These two persons are basing their suit’s claim on Article II and the 12th Amendment of the Constitution.

Though Hillary Clinton and Timothy Kaine won the majority vote in Colorado and are qualified for office, plaintiffs cannot be constitutionally compelled to vote for them.  Plaintiffs are entitled to exercise their judgment and free will to vote for whomever they believe to be the most qualified and fit for the offices of president and vice president, whether those candidates are Democrats, Republicans or from a third-party.

And from the complaint itself:

Many states, including Colorado, require their Presidential Electors to vote consistent with the popular vote in the state.
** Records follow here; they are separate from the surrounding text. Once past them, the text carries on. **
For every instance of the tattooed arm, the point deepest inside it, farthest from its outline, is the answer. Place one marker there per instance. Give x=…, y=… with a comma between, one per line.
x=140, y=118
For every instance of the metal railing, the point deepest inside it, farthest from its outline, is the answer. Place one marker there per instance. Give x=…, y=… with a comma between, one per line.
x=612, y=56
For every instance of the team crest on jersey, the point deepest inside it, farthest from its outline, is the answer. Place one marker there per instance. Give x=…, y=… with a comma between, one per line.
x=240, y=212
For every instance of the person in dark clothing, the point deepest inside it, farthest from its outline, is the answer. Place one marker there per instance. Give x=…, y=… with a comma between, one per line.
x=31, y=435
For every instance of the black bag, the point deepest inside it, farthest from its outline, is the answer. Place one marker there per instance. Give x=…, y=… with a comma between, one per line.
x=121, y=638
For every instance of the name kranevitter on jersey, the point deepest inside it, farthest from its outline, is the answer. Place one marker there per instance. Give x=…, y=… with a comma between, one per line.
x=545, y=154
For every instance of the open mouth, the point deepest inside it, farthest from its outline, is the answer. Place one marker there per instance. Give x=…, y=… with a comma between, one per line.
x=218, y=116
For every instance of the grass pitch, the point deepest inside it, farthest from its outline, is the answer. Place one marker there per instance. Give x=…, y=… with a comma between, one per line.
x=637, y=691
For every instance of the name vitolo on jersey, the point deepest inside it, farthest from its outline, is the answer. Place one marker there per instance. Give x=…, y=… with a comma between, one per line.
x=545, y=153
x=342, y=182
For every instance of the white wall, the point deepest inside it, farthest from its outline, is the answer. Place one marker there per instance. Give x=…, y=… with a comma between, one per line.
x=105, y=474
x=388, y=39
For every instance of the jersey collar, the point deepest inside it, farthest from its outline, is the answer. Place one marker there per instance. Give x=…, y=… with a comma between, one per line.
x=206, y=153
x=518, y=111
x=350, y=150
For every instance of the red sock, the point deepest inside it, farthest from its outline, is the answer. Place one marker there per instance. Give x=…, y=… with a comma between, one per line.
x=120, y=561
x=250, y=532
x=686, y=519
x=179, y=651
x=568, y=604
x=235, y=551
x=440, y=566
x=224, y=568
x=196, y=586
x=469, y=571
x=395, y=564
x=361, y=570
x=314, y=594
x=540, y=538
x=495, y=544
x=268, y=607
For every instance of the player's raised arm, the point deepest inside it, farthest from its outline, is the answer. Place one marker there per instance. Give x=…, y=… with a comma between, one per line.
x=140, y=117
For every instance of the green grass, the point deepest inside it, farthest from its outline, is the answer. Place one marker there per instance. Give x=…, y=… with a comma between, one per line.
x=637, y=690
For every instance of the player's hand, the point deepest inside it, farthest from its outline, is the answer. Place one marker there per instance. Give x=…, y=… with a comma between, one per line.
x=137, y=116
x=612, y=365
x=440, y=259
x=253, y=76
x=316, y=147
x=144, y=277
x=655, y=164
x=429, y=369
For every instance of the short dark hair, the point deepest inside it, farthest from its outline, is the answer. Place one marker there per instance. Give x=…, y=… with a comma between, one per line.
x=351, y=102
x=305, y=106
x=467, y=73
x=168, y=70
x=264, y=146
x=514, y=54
Thus, despite the plain language of Article II of the US Constitution, as amended by the Twelfth Amendment, and the Founders’ intent that the Presidential Electors be a deliberative and independent body free to cast votes for whomever they deem to be the most fit and qualified candidates, Messrs Trump and Pence—if the state statutes are enforced—may “win” the election while also losing, by historical margins, the nationwide popular vote.

Since these persons mention the plain language of Article II and the 12th, they—and their lawyers—might want actually to review that plain language.  Here’s the relevant part of Article II:

Each State shall appoint, in such Manner as the Legislature thereof may direct, a Number of Electors, equal to the whole Number of Senators and Representatives to which the State may be entitled in the Congress….

All the 12th Amendment does is fix the mechanics of voting and the number of still-eligible candidates if the contest must go to the Federal House and Senate.

[I]n such Manner as the Legislature…may direct: which plainly includes for whom and under what State-wide vote outcome as a State might choose to direct.  The Electors are representatives of the State, not of themselves.  No, they are not entitled (such a popular term for the denizens of the Left [/snark]) to exercise their judgment and free will.  They are required to reflect the collective will of their State.

The suit should be tossed, and the lawyers complicit in bringing it should be sanctioned by the Federal court whose time they wasted with this cynical frivolity.